The British firm that performed last month's simulation of the Waco siege has issued a preliminary report that generally supports the government claim that agents did not fire at the Branch Davidians in 1993, the Post-Dispatch has learned.
Vector Data Systems provided a written report to U.S. District Judge Walter S. Smith Jr. earlier this month giving its analysis of the simulation that it conducted March 19 at Fort Hood, Texas. Vector found that flashes produced by glint reflecting off of debris were considerably longer in duration than flashes produced by guns, informed sources say. That finding supports the government because flashes on a 1993 infrared tape of the Waco siege also were long in duration. This means that the 1993 flashes could have come from sunlight reflecting off the airborne debris caused by the crumbling of the complex.
Vector also reported that the infrared cameras in aircraft above the Fort Hood simulation site picked up flashes from six of the nine weapons tested. But wherever flashes were visible from weapons, the shooters were also visible, the sources said. By contrast, the flashes on the 1993 Waco tape do not show shooters.
Vector followed up the preliminary report with an oral briefing for Smith on Monday. At that briefing, the infrared experts were planning to tell the judge whether they thought the flashes on the 1993 infrared tape of the incident were from gunfire.
Mike Caddell, the lawyer for the Branch Davidians, said Smith has not yet relayed the conclusions of Vector's oral report. He takes that as "a bad sign for my side."

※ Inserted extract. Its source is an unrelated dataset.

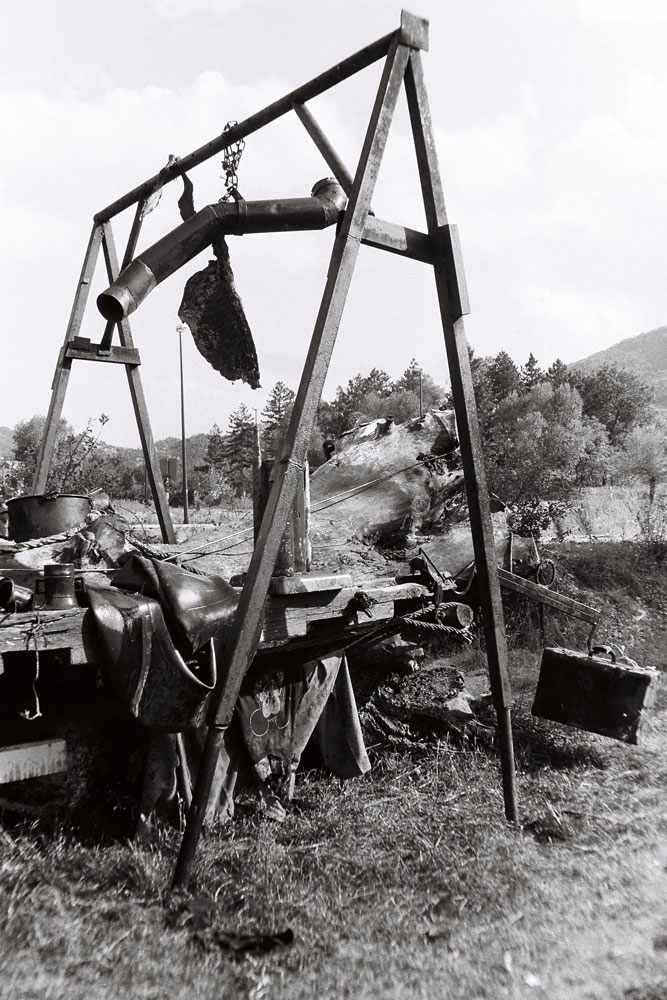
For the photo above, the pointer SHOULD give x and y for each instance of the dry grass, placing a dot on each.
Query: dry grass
(407, 883)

Caddell said he had grown weary of the emphasis on the gunfire issue. He says he has strong evidence on other issues that he will stress at the June trial of the Branch Davidians' wrongful death suit against the government. Principal among them are the Branch Davidians' claim that the FBI failed to provide fire equipment as instructed by Attorney General Janet Reno and that the FBI commanders on the scene abused their discretion by prematurely knocking down part of the complex.
As long as he can prove that the government's negligence in not having fire equipment contributed to the death of the 80 Branch Davidians who perished at Waco, it doesn't matter if he cannot prove government gunfire caused the deaths. "You can only collect on a death one time," Caddell said.
Regardless of Vector's conclusions, Caddell plans to present his own experts who will argue in testimony that the flashes on the 1993 tape are from government guns. But he acknowledges they cannot show that any particular Branch Davidian died from a government bullet.
Caddell said that in a deposition last week his chief medical expert testified that there was no way to use forensic or medical evidence to make his case.